Photo of the week: A time for prayer
Muslims mark the Feast of the Sacrifice in unusual circumstances, with mosques imposing coronavirus security measures and Ghent prohibiting visits to the mosque altogether
Prayers at home
Ghent’s mosques have been open since the beginning of June with limited capacity, and the city had originally allowed them to remain open for Eid prayers this weekend. “We sat with the city council on Tuesday, when it was decided that prayer could continue according to the agreed guidelines,” said Demir Ali Köse, who represents the city’s mosques.
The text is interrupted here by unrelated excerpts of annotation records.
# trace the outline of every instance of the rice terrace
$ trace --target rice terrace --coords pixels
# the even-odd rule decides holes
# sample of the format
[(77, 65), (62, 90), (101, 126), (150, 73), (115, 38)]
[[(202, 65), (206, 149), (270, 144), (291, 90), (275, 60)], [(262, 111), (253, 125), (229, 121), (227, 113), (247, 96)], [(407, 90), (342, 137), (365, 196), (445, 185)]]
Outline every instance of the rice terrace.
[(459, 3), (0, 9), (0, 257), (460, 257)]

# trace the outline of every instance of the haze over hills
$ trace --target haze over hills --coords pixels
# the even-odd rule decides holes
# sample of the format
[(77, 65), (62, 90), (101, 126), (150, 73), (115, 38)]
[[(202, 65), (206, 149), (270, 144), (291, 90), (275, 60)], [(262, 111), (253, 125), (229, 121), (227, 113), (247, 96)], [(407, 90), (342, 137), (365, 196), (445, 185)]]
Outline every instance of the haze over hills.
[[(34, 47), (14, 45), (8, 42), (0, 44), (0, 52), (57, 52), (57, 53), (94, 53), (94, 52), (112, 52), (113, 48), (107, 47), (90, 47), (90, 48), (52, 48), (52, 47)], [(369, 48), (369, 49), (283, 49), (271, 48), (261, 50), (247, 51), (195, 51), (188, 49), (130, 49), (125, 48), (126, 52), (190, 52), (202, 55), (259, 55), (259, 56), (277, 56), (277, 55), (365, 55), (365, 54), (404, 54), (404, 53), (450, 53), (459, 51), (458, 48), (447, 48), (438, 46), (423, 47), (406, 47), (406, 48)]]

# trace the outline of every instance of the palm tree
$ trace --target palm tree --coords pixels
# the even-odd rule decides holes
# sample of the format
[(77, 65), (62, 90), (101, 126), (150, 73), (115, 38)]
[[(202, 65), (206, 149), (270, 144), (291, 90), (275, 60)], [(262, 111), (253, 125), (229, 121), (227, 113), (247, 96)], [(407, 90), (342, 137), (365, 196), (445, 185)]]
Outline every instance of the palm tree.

He told VRT they had agreed that mosques could operate using reservations, multiple prayer times and stewards, but the council feared there would still be a large influx of people and reversed its decision. “At first we heard it was allowed, then not,” Köse said. “Had the decision been made on Tuesday, it would have been easier. ”
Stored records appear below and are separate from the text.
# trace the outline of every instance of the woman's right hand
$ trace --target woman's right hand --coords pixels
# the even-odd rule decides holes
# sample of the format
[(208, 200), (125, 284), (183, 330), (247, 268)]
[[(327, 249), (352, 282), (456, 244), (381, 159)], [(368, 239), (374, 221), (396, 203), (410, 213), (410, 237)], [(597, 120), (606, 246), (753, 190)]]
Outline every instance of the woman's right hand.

The actual party is celebrated in an intimate circle
As a result, people in Ghent and Antwerp offered prayers at home instead. “The festival itself is not celebrated in the mosque,” Köse explained. “In the mosque there is only a short prayer, a joint thanksgiving prayer and a short speech, after which everyone goes home. The actual party is then celebrated in an intimate circle.”
In Brussels, people queued outside the Great Mosque in Jubelpark this morning, waiting for space to become available inside. Security staff at the entrance ensured only limited numbers were allowed in at one time.
Eid honours the willingness of the prophet Abraham to sacrifice his son. It is celebrated this year from the evening of 30 July to 3 August.